Tuesday, November 18, 2008

Beaver’s bound to rise...

When I was a young feller I was fascinated by the Mountain Men. Obsessed is probably more accurate.

A life of buckskins, beaver trapping and black powder seemed to my 12 or 13-year-old mind to be the real life for a man. I felt a powerful nostalgia for things I’d never see. I didn’t even like to read about the decline of the Fur Trade. I wanted it to be forever 1832.

But of course, that’s not the way life works. The heyday of the Mountain Men lasted 20 years or so. The market for beaver fur crashed as fashion switched from beaver top hats to silk top hats. The voracious trappers had pretty well trapped out the great fur country by then anyway.

Something akin to my youthful nostalgia is at work in the halls of power right now. There’s a movement afoot to bail out the Big Three automakers. As David Brooks says, it may make sense to keep them afloat as a jobs program and then let them go bankrupt, but bailing them out just props up decrepit companies.

The beaver hat has been supplanted by the silk topper. That started decades ago. And the Big Three have “trapped out” the country with low-mileage SUVs and trucks (yes, I own one). Their “brigades” are bloated with ridiculous union-backed legacy programs that pay people for not working.

But the idea of letting the Big Three go — to innovate or die — tears at the very fabric of America. I submit that it’s not just about the jobs, though that is obviously a big deal. It’s the same sense that made me want it to be 1832 again and forever.
We want it to be forever ’55 when we were makin’ Thunderbirds (apologies to Mr. Seger).

Last night I saw Chris Matthews get downright weepy about the idea of American carmakers who could build such a cool car that it meant everything to have one. He can’t believe that those days are gone, never to return.

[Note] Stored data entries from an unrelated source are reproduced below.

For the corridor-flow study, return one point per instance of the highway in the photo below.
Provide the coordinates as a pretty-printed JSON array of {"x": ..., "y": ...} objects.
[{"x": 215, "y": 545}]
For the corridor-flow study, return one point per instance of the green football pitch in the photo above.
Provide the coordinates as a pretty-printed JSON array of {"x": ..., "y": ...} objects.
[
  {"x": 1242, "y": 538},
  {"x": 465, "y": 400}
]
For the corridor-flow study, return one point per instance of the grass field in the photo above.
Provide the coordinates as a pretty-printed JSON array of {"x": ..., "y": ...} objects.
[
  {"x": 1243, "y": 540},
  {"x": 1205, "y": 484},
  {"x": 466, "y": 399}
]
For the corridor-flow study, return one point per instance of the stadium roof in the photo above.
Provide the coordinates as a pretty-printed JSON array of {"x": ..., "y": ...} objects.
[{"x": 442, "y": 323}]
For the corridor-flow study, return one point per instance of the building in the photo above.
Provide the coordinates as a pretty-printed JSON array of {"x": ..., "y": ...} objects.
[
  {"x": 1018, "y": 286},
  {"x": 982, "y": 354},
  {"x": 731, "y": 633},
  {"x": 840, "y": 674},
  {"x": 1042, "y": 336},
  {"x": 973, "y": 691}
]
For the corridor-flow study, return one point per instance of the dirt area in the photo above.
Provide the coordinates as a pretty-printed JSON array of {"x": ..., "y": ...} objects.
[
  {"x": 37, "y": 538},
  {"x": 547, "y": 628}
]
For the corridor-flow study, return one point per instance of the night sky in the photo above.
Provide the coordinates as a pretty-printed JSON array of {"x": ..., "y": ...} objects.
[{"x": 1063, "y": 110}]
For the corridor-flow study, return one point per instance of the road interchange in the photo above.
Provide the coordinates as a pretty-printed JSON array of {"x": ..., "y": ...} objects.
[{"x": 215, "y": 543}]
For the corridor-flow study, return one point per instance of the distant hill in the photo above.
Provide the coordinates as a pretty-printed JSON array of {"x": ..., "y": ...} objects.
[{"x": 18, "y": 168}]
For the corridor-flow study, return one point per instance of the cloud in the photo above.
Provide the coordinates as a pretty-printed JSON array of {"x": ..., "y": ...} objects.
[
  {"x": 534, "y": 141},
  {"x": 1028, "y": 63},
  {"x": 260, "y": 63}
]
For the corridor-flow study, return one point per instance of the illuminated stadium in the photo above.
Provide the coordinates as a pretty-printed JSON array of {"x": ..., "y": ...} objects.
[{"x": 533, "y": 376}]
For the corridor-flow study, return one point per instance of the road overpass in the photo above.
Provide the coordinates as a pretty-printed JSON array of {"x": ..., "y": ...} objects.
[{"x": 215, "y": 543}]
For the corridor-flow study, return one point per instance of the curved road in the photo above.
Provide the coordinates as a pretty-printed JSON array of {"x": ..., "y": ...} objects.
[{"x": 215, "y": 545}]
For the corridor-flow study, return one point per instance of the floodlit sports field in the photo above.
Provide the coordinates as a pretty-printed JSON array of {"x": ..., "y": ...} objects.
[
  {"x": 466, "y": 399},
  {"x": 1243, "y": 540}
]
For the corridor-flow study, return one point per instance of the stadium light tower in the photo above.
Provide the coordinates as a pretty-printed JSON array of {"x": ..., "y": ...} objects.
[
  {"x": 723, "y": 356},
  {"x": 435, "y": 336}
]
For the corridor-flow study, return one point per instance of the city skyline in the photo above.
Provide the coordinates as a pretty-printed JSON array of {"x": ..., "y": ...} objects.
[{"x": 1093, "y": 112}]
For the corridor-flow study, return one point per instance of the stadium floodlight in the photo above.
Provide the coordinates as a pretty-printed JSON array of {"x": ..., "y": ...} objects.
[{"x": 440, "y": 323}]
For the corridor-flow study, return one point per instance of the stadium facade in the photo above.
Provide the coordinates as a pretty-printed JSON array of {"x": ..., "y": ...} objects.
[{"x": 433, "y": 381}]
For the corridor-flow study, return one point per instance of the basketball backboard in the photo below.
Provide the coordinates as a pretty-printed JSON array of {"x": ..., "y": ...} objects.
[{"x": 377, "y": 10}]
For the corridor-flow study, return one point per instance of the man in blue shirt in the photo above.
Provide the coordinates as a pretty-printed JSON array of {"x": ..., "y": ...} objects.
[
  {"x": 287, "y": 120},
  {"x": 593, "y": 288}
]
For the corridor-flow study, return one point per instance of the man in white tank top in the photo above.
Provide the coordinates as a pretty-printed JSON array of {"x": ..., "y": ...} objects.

The Mountain Men couldn’t believe their way of life was ending either. They gathered at a rendezvous on Green River in 1839 — the last of its kind — to bemoan the low price of beaver and its scarcity.

Never mind, they told each other. There’s beaver country yet to be discovered. Beaver’s bound to rise.
But it would never be 1832 again. 1955 and the Thunderbird are gone, too. No bailout is ever gonna bring ’ em back.

Jim Cornelius, Editor


  1. 6 Myths About US Automakers:


  2. The "Big Three" are so in bed with the oil companies that they need to go down and help put our dependency on a corrupt and outdated fuel need to rest! It is so sickening to witness the greed of our culture and those who hold "the power".I can only hope these times will help develop and motivate the human(especially american) race to once again look back at simpler times and create new inventions and rituals that celebrate the wonderful earth and wisdom of the ages we have been given. Call me a dreamer, but I'm not the only one.